GP co-payments: a triple fail for the Commission of Audit

The Commission of Audit’s proposals about GP co-payments are just that, proposals. They are not government policy, nor should they be. Some aspects of the Commission’s recommendations are good. But the…

For general patients, the minimum co-payment would be A$15. Shutterstock

The Commission of Audit’s proposals about GP co-payments are just that, proposals. They are not government policy, nor should they be.

Some aspects of the Commission’s recommendations are good. But the centrepiece is a fundamental change to Medicare. All Australians are covered by Medicare, with about half having top-up private insurance. Until now, Medicare has been a universal health scheme with bulk billing available to all Australians, equally.

If the Commission of Audit’s recommendations are adopted, universal access to bulk billing will be abolished, replaced by a government-mandated co-payment of A$5 for concession card holders (up to 15 visits, then A$2.50). For general patients, the minimum co-payment will be A$15, then A$7.50 after 15 visits.

The current average GP co-payment is A$28. If previously bulk-billing GPs have to introduce billing systems, why would they stop at the government-mandated minimum? The proposed A$5 co-payment may become, in reality, five times that.

Less access, lower quality and less efficiency

There are three big goals in health care policy: access (including equitable access), quality and efficiency. This proposal wins the reverse trifecta and is wrong on all three. It will hurt the poor, disrupt continuity of care and reduce system efficiency.

A recent review of the international evidence on the co-payments found they do reduce the use of health care and hence expenditure. That reduction will impact adversely on vulnerable groups. The review found:

The empirical evidence likewise indicates that vulnerable groups, including individuals with low income and in particular need of care, reduce their use relatively more than the remaining population in consequence of co-payment.

This highlights the need for protecting particularly vulnerable groups from the consequences of co-payment, e.g. by making the co-payment income dependent or exempting groups in particular need of the services in question.

The strategy of exempting certain groups from co-payment suffers from the weakness that it may result in rather arbitrary dividing lines.

Today, 10-15% of people defer going to a doctor because of cost. Abolishing bulk billing and introducing a compulsory co-payment will increase that proportion.

As health minister, Tony Abbott increased the GP rebate to encourage bulk billing for pensioners and families. The Commission of Audit recommendations would reverse that and impact on pensioners and low-income families struggling to make do.

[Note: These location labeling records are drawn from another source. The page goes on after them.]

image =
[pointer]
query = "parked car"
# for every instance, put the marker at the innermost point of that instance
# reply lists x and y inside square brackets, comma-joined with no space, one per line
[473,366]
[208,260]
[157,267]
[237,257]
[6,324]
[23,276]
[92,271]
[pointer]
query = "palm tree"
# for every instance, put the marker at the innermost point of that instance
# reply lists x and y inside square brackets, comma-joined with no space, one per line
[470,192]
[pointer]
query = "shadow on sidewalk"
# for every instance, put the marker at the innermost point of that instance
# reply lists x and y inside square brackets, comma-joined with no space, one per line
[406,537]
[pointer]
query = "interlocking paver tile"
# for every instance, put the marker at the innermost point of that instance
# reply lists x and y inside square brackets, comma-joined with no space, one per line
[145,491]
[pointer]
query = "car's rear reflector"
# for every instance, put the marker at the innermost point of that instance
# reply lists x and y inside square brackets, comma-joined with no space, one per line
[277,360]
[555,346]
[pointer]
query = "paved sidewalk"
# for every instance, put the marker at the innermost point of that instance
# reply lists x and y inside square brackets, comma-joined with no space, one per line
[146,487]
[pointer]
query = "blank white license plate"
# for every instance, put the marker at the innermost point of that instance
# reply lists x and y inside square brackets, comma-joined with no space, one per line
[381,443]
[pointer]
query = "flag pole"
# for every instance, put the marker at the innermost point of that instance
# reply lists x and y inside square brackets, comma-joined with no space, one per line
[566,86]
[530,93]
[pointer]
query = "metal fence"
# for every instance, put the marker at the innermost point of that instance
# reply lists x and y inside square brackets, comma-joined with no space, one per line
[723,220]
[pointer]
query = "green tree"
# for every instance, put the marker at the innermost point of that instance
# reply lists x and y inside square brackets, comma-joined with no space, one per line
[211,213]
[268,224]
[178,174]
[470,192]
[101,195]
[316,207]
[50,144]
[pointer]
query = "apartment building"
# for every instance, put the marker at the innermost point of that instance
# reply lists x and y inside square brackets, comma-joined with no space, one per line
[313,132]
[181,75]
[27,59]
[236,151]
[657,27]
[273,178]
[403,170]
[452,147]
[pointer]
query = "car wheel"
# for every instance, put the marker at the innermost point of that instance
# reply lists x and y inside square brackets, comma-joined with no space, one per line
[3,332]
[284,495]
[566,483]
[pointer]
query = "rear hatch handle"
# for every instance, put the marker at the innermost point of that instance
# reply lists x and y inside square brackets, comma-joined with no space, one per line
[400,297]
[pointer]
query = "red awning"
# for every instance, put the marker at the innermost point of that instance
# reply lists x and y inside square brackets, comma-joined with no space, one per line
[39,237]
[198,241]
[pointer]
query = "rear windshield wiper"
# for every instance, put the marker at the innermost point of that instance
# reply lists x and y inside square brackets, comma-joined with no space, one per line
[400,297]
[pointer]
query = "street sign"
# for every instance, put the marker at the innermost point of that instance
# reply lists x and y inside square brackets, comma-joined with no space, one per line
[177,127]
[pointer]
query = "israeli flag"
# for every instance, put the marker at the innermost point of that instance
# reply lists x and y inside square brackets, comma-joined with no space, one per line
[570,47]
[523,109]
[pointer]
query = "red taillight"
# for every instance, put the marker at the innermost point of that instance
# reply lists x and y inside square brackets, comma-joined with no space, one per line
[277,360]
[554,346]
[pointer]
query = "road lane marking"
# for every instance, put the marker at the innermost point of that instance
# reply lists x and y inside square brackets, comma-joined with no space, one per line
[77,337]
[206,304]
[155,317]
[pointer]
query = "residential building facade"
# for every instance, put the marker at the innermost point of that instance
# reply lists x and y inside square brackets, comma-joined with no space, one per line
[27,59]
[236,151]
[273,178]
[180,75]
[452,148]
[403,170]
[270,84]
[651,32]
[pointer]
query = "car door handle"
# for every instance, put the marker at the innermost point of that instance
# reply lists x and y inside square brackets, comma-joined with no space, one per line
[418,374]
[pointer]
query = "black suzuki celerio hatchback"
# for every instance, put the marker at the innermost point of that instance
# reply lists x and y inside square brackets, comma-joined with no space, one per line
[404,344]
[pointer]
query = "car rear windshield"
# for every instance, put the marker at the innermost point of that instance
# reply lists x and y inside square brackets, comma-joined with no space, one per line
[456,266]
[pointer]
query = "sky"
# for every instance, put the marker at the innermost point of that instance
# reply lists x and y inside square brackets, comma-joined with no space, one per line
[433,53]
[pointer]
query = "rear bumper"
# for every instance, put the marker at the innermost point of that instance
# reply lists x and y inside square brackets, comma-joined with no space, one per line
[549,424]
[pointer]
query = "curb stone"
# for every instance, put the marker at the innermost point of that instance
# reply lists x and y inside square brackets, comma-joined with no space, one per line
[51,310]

The proposals fail on quality too. People who baulk at paying the GP co-payment may seek care in hospital emergency departments, disrupting continuity of care. Health could also suffer if the GP co-payment makes it is harder for the patient (or their parent) to pay for treatments, such as medications.

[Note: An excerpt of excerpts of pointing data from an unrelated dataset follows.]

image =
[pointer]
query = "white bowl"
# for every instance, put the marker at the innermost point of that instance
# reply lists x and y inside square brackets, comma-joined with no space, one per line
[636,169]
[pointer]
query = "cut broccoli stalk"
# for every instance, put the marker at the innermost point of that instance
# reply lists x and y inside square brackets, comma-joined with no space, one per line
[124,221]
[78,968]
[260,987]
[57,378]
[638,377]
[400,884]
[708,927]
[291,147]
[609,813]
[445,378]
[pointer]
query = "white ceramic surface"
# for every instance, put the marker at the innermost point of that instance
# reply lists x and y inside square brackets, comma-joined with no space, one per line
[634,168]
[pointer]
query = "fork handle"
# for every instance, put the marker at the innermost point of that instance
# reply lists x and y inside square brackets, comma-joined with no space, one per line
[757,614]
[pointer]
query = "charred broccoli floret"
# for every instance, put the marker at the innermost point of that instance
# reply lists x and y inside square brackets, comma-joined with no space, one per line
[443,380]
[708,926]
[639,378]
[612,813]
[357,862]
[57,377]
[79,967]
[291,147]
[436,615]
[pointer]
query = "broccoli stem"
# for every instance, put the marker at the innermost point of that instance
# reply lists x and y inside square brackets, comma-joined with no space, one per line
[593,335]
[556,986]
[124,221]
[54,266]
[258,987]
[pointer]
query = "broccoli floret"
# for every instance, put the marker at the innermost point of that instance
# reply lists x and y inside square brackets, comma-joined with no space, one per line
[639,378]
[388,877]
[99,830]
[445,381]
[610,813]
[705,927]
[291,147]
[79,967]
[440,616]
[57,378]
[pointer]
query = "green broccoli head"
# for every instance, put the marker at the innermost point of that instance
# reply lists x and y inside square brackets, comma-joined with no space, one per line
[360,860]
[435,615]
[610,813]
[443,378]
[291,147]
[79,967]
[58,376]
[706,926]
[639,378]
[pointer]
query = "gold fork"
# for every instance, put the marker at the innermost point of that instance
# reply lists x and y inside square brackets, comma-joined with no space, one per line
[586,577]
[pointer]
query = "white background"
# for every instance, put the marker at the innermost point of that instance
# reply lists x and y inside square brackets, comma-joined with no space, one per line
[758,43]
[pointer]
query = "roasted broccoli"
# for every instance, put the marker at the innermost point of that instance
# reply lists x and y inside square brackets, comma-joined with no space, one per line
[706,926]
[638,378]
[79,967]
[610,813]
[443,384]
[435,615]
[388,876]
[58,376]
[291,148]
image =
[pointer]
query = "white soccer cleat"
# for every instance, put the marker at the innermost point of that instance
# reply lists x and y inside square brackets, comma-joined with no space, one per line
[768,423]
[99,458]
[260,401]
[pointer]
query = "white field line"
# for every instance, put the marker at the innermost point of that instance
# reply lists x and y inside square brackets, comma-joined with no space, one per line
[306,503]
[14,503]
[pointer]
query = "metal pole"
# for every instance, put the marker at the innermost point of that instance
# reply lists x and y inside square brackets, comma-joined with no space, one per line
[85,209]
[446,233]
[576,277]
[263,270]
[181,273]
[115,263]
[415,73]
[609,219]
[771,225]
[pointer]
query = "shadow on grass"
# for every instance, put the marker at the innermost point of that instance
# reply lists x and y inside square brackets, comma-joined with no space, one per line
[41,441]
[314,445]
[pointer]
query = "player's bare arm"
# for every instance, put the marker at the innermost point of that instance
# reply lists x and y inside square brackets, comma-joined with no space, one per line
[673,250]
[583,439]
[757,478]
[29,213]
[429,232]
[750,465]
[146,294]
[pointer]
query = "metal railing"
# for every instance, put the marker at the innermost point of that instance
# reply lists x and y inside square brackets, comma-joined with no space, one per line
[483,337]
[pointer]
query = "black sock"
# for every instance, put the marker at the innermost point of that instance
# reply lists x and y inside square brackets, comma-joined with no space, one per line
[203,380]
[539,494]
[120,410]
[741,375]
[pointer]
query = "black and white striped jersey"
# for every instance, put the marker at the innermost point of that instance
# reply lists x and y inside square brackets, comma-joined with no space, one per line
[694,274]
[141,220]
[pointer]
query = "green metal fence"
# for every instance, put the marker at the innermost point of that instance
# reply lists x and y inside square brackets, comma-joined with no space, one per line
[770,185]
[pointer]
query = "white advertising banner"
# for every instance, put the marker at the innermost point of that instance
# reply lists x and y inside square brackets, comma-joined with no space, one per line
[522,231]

Finally, this aspect of the Commission of Audit’s report fails on efficiency grounds. Patients are not good judges of what visits are necessary – GPs have years of training to make diagnoses, patients don’t.

If necessary visits are deferred, long-term costs to the health system may increase. The review of co-payments also found that preventive interventions fell, such as flu vaccinations. Again, this could mean higher costs in the future.

Emergency department co-payments

With higher patient costs, some people might go to a public hospital emergency department instead of their GP. Currently, hospitals can’t charge fees for ED visits, but the Commission recommends a change here too.

Fees in emergency departments would be a significant and surprising policy shift. It would create red tape and demand complex choices in an already high-pressure environment.

The Commission recommends that triage category four and five patients face a co-payment, implicitly assuming that triage category some-how equates to necessity or that the ED visit is a GP substitute.

Care in emergency departments is much more expensive than in GP clinics. Tyler Olson

Triage categorisation should not be used that way. What about a patient who has been referred by a GP? Or what if they are subsequently admitted to hospital?

If just one in four patients chose to go to a hospital emergency department, the Commonwealth will save no money because of the much higher costs of emergency department care; costs that the Commonwealth government now shares.

The systematic review of the effects of co-payments mentioned above concluded:

… the results of the empirical literature indicate that introducing co-payment for new types of health care services or extending existing schemes involves some important economic and political trade-offs.

It is thus important for the responsible policymakers to be clear about what they wish to obtain by introducing co-payment and how to counter the possible side effects.

It is not clear that a co-payment will reduce spending (its ostensible goal) nor that the policy fig leaf of a 15 visit discounted fee will counter the inevitable side effects. The government should not pick up this dangerous suggestion in the forthcoming budget.